D’autres partagent cet avis.
Potifare Kasereka Tamuwite a déclaré que ses voisins l’ont convaincu d’adhérer.
« Nous avons tous vu que les gens dans mon village ne peuvent, à eux seuls, régler leurs factures médicales », confie-t-il.
Pourtant, ces éloges de la mutuelle ne font pas l’unanimité. D’aucuns la critiquent pour s’insuffisance de sa couverture. Aussi ses détracteurs affirment-ils que le coût, en dépit d’une certaine amélioration, demeure encore hors de portée pour beaucoup ici où le revenu annuel d’un citoyen moyen reste inférieur à 400 dollars.
La MUSACOM n’entend pas couvrir le traitement des maladies chroniques, du VIH ou du cancer. Selon Lusenge, les cotisations augmenteraient davantage si la mutuelle acceptait de couvrir ces pathologies.
Quoique la MUSACOM compte près de 400 personnes sur sa liste, Willy Kambale Muhutsa, infirmier titulaire du centre de santé de référence de Kirumba, affirme que la plupart des 120 à 150 patients hospitalisés au centre chaque mois ne sont pas couverts par la mutuelle.
« Seuls 42 membres de la MUSACOM sont venus demander des services dans notre structure », dit Muhutsa à propos de la période écoulée depuis le lancement de la mutuelle ici.
Néanmoins, selon Muhutsa, si davantage de gens pouvaient adhérer, cela tournerait à l’avantage de toute la communauté.
« Nous sommes en train de sensibiliser les gens de Kirumba et de ses environs pour que nombre d’entre eux puissent adhérer », raconte-t-il. « S’ils adhèrent en masse, la qualité des soins de santé des habitants pourra s’améliorer ».

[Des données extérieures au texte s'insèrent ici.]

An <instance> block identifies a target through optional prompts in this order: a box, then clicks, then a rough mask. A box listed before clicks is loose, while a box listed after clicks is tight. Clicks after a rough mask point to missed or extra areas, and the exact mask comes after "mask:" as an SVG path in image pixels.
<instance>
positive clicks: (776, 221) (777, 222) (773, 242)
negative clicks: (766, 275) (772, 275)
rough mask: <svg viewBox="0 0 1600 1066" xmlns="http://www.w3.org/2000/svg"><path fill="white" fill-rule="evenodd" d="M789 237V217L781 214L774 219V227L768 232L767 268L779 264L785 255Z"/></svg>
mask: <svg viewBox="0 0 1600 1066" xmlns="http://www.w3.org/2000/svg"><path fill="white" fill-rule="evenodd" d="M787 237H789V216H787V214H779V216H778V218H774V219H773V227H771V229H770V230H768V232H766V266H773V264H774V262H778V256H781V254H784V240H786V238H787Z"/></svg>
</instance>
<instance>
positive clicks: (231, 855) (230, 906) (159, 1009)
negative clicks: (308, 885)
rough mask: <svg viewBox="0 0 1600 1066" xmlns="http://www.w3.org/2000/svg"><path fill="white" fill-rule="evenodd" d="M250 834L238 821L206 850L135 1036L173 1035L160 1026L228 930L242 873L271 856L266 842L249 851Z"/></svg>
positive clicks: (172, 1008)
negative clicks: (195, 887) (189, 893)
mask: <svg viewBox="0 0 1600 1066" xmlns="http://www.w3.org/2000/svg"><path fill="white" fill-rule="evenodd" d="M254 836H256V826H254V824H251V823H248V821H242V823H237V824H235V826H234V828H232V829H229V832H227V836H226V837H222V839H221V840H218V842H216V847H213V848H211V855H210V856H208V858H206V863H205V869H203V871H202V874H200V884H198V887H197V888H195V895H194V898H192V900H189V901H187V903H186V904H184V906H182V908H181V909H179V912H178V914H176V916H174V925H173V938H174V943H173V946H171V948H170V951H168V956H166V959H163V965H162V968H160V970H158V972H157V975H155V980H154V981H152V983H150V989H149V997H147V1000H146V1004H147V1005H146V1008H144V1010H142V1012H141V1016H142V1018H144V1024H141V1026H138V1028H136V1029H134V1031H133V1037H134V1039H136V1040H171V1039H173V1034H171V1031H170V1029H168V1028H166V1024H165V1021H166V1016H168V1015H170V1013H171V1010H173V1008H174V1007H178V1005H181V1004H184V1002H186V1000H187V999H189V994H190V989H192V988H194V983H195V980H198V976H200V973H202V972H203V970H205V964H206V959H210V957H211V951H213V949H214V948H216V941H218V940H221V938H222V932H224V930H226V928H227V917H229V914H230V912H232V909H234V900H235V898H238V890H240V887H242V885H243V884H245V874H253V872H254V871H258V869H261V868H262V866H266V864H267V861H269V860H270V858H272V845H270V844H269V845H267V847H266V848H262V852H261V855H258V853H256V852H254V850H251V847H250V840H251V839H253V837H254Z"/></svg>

Mais le personnel de santé va devoir faire face à un autre défi de la vie quotidienne : la méfiance et la corruption. Selon nombre d’habitants, ils n’ont pas souscrit car ils ne font pas confiance à la MUSACOM pour gérer leur fric.
Travaillant comme secrétaire, Clovis Malekani se dit sceptique quant à la mutuelle.
« J’ai suivi des sensibilisations à la radio sans obtenir beaucoup de détails », annonce-t-il. « Et j’ai fini par douter ».
Adapté à partir de sa version originale en français par Ndahayo Sylvestre, GPJ.